Tutoring Center Takes Action


AP Photo/Stephan Savoia

Students help one another with English assignment during tutoring hours at a Boston high school.

Destiny Albrecht, Staff writer

Often, students struggle with homework and receiving good grades on tests due to their misunderstanding of the material. Sometimes, teachers can’t connect with the students and an extra point of view is necessary for learning. 

That’s where other peers come in, along with the new tutoring center offered after school on Wednesdays. Having another perspective and method of teaching can help a student click with the work.

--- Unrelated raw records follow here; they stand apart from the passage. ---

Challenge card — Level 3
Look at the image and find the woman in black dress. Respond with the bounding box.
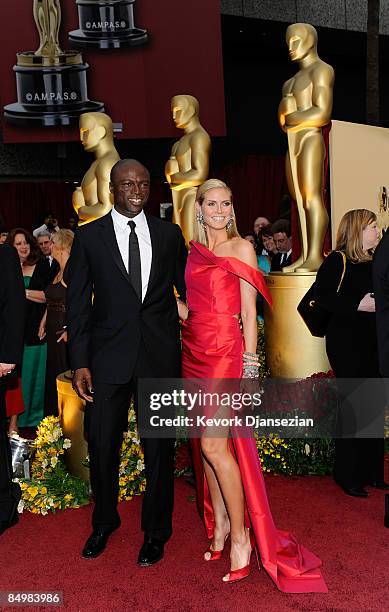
[6,228,50,429]
[38,230,74,416]
[316,209,388,497]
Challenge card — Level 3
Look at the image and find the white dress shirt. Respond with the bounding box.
[111,207,152,301]
[280,249,292,265]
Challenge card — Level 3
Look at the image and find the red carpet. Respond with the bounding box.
[0,476,388,611]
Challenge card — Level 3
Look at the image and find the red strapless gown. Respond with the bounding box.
[182,241,327,593]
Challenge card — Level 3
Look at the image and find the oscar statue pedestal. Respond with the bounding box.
[264,273,330,379]
[57,372,89,483]
[69,0,148,49]
[4,51,104,127]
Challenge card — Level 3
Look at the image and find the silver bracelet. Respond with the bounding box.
[243,351,258,360]
[243,364,260,379]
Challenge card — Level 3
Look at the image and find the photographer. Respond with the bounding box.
[33,212,60,238]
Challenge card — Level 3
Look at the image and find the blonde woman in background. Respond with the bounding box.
[38,229,74,416]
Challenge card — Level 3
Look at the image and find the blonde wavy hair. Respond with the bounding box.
[335,209,377,262]
[193,179,240,246]
[52,229,74,252]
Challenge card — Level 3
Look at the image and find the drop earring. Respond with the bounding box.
[196,210,206,228]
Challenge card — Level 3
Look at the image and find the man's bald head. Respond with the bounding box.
[110,159,150,183]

“Educators will attest, tutoring ranks among the most widespread, versatile, and potentially transformative instruments within today’s educational toolkit,” Andre Nickow, Phillip Oreopoulos and Vincent Quan of the Brown Center Chalkboard said.

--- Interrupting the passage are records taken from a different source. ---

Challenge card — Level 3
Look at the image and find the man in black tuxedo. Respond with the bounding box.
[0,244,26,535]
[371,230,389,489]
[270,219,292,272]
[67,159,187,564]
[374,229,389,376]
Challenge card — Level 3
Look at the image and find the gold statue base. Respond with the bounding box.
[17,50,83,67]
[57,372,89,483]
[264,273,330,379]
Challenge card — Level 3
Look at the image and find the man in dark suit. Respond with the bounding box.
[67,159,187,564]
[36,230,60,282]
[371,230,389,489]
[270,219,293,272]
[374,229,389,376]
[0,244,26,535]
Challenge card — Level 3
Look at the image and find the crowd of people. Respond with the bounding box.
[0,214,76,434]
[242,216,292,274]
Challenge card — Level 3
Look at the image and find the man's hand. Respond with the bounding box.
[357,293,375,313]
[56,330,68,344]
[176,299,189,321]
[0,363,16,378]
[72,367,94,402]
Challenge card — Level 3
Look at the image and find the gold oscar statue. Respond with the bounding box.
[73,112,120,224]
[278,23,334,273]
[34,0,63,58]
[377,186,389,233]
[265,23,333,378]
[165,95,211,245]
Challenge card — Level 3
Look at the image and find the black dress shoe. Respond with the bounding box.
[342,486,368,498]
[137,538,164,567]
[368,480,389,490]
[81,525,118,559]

It’s important for students to do whatever they can in order to improve their grade. If they don’t understand something that was taught in class, then it’s their responsibility to seek additional help.

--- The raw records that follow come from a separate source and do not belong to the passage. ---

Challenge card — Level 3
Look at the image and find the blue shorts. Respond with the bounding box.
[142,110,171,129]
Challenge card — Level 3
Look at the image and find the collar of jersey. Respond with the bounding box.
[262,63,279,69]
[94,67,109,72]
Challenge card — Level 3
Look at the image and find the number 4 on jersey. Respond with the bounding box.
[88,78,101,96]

“It’s a lot of responsibility to self-advocate and show up to tutoring sessions like this,” senior Ashley Kim said. “Students may have other commitments to focus on.”

And that is true of most students. It can be difficult to create a spot in their busy schedules to stay after school. 

Most underclassmen don’t drive, so it can be hard for them to find a ride. With other students, they have remaining important responsibilities including jobs, sports, clubs and college applications. 

“I’m a student with a part time job and I play a sport year round,” senior Abby Bledsoe said. “It’s really hard to find time during the week to go, especially since it’s only on Wednesdays.”

Maybe the solution to that should be that the school upgrades the tutoring center so that different students are taking part in multiple days. However, we do have to keep in mind that the tutors themselves have events in their lives going on as well.

It can be quite difficult to devote time to extra steps in the academic field when so many other things are going on at once. However, some students may just be “shy or embarrassed” when it comes to asking other peers for help, according to Kim.

“Which is totally understandable,” she said, “but I encourage those people to reach out to one of the tutors and ask. We established this program to help, and not make fun of those who need help in a subject area that may not be their strongest.”

The researchers at BCC stated that 80% of the 96 studies that they conducted reported significant effects when it came to tutoring students.

“I found a time to go a few weeks ago and it really helped me,” Bledsoe said. “I was struggling on multiple subjects and my peers were happy to help. I didn’t feel any judgment whatsoever.”

Going to tutoring for help is not the only thing that the program can be used for, but for extra practice in a subject one is already comfortable with too.

“Sit down with one of the tutors and go over some math problems, chemical equations or grammar exercises,” Kim said. “In the long run, it could help with high level assessments such as AP tests and the SAT or ACT.”